互联网已成为获取健康信息的重要资源，尤其是对于非专业人士而言。然而，所获取的信息并不一定符合用户的健康素养水平。因此，（1）识别主要的信息提供者，（2）量化书面健康信息的可读性，以及（3）分析不同类型的信息来源如何适合不同健康素养水平的人群，这些都至关重要。

目的

在之前的工作中，我们展示了使用聚焦爬虫来“捕获”和描述“德国健康网络”的大量样本，我们称之为“抽样德国健康网络”（Sampled German Health Web，sGHW）。它包括德国、奥地利和瑞士这三个德语国家的与健康相关的网络内容，即国家代码顶级域名（country-code top-level domains，ccTLD）“.de”、“.at”和“.ch”。基于所抓取的数据，我们现在提供 sGHW 的一个子样本的完全自动化可读性和词汇分析，分析 sGHW 的图结构，包括其大小、内容提供者以及公共和私人利益相关者的比例。此外，我们应用潜在狄利克雷分配（Latent Dirichlet Allocation，LDA）来识别 sGHW 中的主题和主题。

方法

通过在 sGHW 的图表示上应用 PageRank 来确定重要的网站。使用 LDA 来发现顶级网站中的主题。接下来，对每个与健康相关的网页进行基于计算机的可读性和词汇分析。使用弗莱什阅读舒适度（Flesch Reading Ease，FRE）和维也纳第 4 公式（Vienna Sentence Complexity Formula，WSTF）来评估可读性。词汇是通过专门训练的支持向量机分类器来评估的。

结果

在 370 天的研究期间，共收集了 n = 14,193,743 个与健康相关的网页。生成的主机聚合网络图包含 231,733 个节点，通过 429,530 条边连接（网络直径=25；平均路径长度=6.804；平均度数=1.854；模块性=0.723）。

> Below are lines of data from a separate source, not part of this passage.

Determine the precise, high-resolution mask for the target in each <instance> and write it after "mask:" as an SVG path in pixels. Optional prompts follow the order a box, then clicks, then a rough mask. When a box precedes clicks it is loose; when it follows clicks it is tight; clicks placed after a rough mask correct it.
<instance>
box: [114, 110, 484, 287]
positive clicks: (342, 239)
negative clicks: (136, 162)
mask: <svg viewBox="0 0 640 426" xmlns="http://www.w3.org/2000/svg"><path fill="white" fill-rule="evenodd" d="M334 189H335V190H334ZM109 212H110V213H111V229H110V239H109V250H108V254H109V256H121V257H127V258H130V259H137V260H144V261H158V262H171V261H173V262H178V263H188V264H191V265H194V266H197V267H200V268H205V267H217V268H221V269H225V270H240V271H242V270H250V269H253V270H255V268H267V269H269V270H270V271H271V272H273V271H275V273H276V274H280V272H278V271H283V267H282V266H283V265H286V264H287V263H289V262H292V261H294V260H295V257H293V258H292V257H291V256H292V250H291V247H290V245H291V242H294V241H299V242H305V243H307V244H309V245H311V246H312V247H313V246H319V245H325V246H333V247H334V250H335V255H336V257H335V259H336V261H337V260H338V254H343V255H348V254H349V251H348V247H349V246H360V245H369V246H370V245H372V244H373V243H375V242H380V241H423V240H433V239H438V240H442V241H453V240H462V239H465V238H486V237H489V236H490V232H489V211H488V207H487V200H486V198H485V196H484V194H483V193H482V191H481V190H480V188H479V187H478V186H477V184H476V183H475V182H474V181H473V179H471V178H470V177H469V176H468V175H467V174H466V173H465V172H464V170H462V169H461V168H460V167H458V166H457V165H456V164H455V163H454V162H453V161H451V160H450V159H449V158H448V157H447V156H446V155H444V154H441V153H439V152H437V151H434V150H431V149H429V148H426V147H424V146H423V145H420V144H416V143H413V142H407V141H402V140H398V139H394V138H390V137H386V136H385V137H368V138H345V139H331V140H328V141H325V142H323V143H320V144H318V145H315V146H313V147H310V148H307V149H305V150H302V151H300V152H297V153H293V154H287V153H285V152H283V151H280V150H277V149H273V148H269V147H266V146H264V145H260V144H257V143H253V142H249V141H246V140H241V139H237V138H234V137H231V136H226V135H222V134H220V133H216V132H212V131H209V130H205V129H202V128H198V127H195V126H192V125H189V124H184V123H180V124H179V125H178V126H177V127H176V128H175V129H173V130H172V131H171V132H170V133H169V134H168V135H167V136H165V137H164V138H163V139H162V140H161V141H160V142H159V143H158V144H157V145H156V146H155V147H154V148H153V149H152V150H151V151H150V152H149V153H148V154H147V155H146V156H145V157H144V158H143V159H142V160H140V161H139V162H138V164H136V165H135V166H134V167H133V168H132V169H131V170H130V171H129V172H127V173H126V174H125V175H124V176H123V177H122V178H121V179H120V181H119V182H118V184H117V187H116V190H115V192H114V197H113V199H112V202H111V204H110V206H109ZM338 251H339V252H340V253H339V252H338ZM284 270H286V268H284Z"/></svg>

在 3000 个排名最高的网页中（根据 PageRank 排名，每个 ccTLD 有 1000 个网页），18.50%（555/3000）属于政府或公共机构的网站，18.03%（541/3000）属于非营利组织，54.03%（1621/3000）属于私人组织，4.07%（122/3000）属于新闻机构，3.87%（116/3000）属于制药公司，0.90%（27/3000）属于私人博客，0.60%（18/3000）属于其他类型的网站。LDA 确定了 50 个主题，我们将其分为 11 个主题：“研究与科学”、“疾病与伤害”、“国家”、“医疗结构”、“饮食与食物”、“医学专业”、“经济”、“食品生产”、“健康沟通”、“家庭”和“其他”。最常见的主题是“研究与科学”和“疾病与伤害”，分别占所有 ccTLD 和提供商类型的所有主题的 21.04%和 17.92%。我们的可读性分析表明，收集的大多数网站结构复杂或非常难以阅读：84.63%（2539/3000）的 WSTF≥12，89.70%（2691/3000）的 FRE≤49。此外，我们的词汇分析表明，44.00%（1320/3000）的网站使用的词汇非常适合非专业人士。